Ni tipos ni fuentes. No era el reclamo de algún diseñador gráfico sino un principio ético que Verónica respetaba a rajatabla: no pagar por sexo ni por conseguir material periodístico. Y si bien sospechaba que podía llegar el momento en el que, vieja, tuviera que pagar a algún gigoló que quisiera acostarse con ella, su intención era mantener firme su postura con respecto a las fuentes profesionales. Ni para conseguir un video que podía abrirle la investigación.
Pero ¿por qué daba tantas vueltas cuando lo que tenía que hacer era llamar a Lucio Valrossa? Algo la inhibía y trató de encontrarle una explicación lógica a sus sensaciones. Si Valrossa estaba sobreaviso de lo que ella investigaba, tal vez se pusiera a la defensiva y le ocultara información importante. Tenía que llegar a él de otra manera.
La tarde misma que se encontró con López, en vez de volver a la redacción se fue a la estación de Plaza Miserere. Tenía la muy vaga esperanza de verlo a Valrossa bajando del tren o antes de subirse a la cabina de mando. Había una posibilidad entre mil de que eso ocurriera, pero igualmente sintió que debía hacerlo. Y si llegaba a ocurrir, no tenía pensado cómo iba a reaccionar ella, con qué excusa acercarse.
A esa hora Once estaba colmado de gente. La estación terminal vibraba con las personas que iban con paso apurado hacia los andenes. El ruido constante de la gente le recordó a las abejas volando alrededor de un panal. Se acercó a los molinetes, miró en las oficinas de TBA, fue de las boleterías a los negocios de comida rápida, pero ni la sombra de Valrossa. ¿Y si lo que había ocurrido era que ella había olvidado su cara? Eso era imposible. Tenía grabado cada rasgo del tipo. Sabía que cuando lo volviera a ver, sentiría esa misma inquietud que la asaltó en el funeral y luego cuando vio la foto en la casa de Carina.
Después de pasearse dos horas inútilmente de una punta a otra de la terminal, decidió irse.
Una vez en su casa, frente a la computadora buscó el nombre de Lucio Valrossa en Google. Pensaba que tal vez tuviera Facebook. Ella tenía uno, pero solo lo usaba para chusmear lo que hacían los demás. Lo que encontró en Google fue algo mejor que un perfil de Facebook. En principio no apareció nada. Le quitó las comillas con muy poca esperanza de encontrar datos sobre el maquinista. Y para su sorpresa, había algo. En un blog dedicado a los trenes del Sarmiento, que hacía un fanático de la línea (que hubiera fanáticos de un ferrocarril cualquiera que incluso funcionaba mal no la sorprendía, había visto otros casos extremos de insania), se encontraba una entrada titulada «Adiós a un grande». Era una necrológica dedicada a Carlos Valrossa. Se contaba que Carlos había trabajado cuarenta años en el Sarmiento, que era hijo de ferroviario y también padre, porque su hijo Lucio seguía la tradición conduciendo los trenes que unían Once con Moreno.
Verónica vislumbró lo que tenía que hacer. Primero consiguió los datos de los voceros de la empresa TBA. A la mañana siguiente, llamó a uno de ellos, un tal Ignacio Álvarez Carrizo, que por la voz se notaba que era un viejo baboso. Así que ella puso su tono de chica algo tonta, pero dispuesta a aprender, que —según su amiga Paula— le salía con sospechosa perfección.
—Mire, Álvarez Carrizo…
—Llamame Ignacio y tuteame, por favor.
—Mirá, Ignacio. Mi intención es contar la historia del viejo ferrocarril Sarmiento y la proyección a futuro de la empresa.

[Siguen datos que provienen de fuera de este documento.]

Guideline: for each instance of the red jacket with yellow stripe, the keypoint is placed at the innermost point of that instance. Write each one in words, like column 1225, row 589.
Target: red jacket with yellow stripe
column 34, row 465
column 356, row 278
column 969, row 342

—Pero ¿no preferís hacerlo con el Mitre? Tiene un recorrido más interesante. Incluso la gente que viaja es más… cómo decirte… más vistosa para las fotos.
—Me interesa el Sarmiento porque es el viejo Ferrocarril del Oeste. Nuestro primer tren.
—Eso es verdad.
—Quisiera que me pases toda la información que tengas, tanto histórica como actual.
—Contá con eso.
—Además quisiera entrevistar a alguien que conozca bien los trenes.
—Puede ser uno de nuestros ingenieros.
—No. Lo que quiero es un maquinista. Buscando en Internet, me enteré de que hay un maquinista del Sarmiento que es hijo y nieto de ferroviarios.
—¿En serio? Sabés más que yo de mi empresa.
Se rieron los dos a la vez.
—Para nada, Ignacio. Es un dato que encontré de casualidad. Tal vez ese hombre ya no trabaja más con ustedes. Pero ¿no te parece muy pintoresco que tres generaciones de una familia hayan trabajado en la misma empresa?
—Por supuesto. ¿Tenés el nombre? Si es empleado nuestro, da por hecho que te lo consigo para tu nota.